Follow-Up Questions and Responses
Follow-up 1: Why does adding a ring node not move exactly 1/(N+1) of keys?
That fraction assumes uniformly distributed keys and nodes, equal capacity, and enough tokens. A finite random token set creates unequal intervals, while value sizes and QPS can also skew. It is an expectation. Replay real keys, bytes, and traffic before launch and reserve migration bandwidth above the expected value. If every operation needs a precisely bounded movement unit, fixed logical partitions are a better fit.
Follow-up 2: Why is a membership control plane still necessary when replicas span three zones?
Replica placement is meaningful only when participants agree on an epoch. Two clients with different rings can send new writes to different replica sets, and each may believe it achieved three copies. The control plane linearizes membership changes and publishes versions. During version skew, forwarding, dual reads, or rejection of stale writes drives convergence. Failure-domain diversity does not replace membership ordering.
Follow-up 3: One tenant produces 40% of QPS through a single key. Do more vnodes help?
No. Virtual nodes change how ranges are distributed; they do not assign one hash value to multiple primaries. A read-heavy key can use multiple read replicas and request coalescing. A write-heavy key needs a business-aware split, sharded mergeable state, or tenant rate limits. If writes must serialize, the single-key consistency requirement is the throughput limit and should be stated explicitly.
Follow-up 4: Writes continue during scale-out copying. How do you avoid losing the incremental changes?

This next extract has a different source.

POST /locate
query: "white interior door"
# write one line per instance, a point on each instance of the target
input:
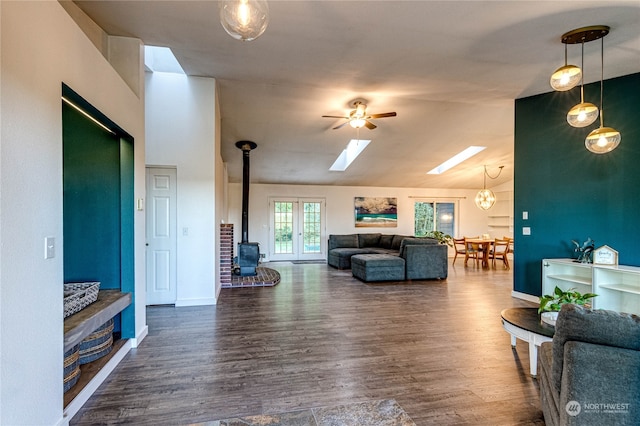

The copy records a log position or version watermark. It first copies the range up to that watermark, then consumes later changes; a short dual-write window is another option. The new epoch is published only after the new node reaches the cutover watermark, verification passes, and replicas are healthy. Old owners keep a grace period for late requests and confirm no under-replicated ranges before deletion.
Follow-up 5: Can reads and writes continue when the control plane is down?
The data plane keeps using the last immutable snapshot with a valid checksum, so individual lookups continue. Safe writes after a node failure depend on the remaining replicas and write-consistency rule; clients cannot permanently change the ring on their own. Expose snapshot age and degrade or stop writes when the safety window or required replica count is exceeded. Continued reads do not prove that writes are safe.
Follow-up 6: When would you select jump consistent hash?
Choose it for sequentially numbered logical buckets that mainly grow at the end when fast mapping with constant memory matters. Arbitrary removal and identity-bearing physical nodes are awkward, so a system often maps keys to logical buckets first and lets the control plane place buckets on machines. That indirection also lets storage move buckets without changing the key-to-bucket algorithm.
Follow-up 7: How can the hash function be upgraded without causing incorrect routing for the whole dataset?
The function name, seed, and key encoding are part of the snapshot protocol. Create a new epoch, calculate the old-to-new ownership difference offline, then copy and catch up data through the normal migration process. During cutover, requests carry the algorithm version and servers can forward to new owners. Letting only some clients adopt the function creates nearly complete split ownership, so the upgrade must be handled as a controlled full repartition.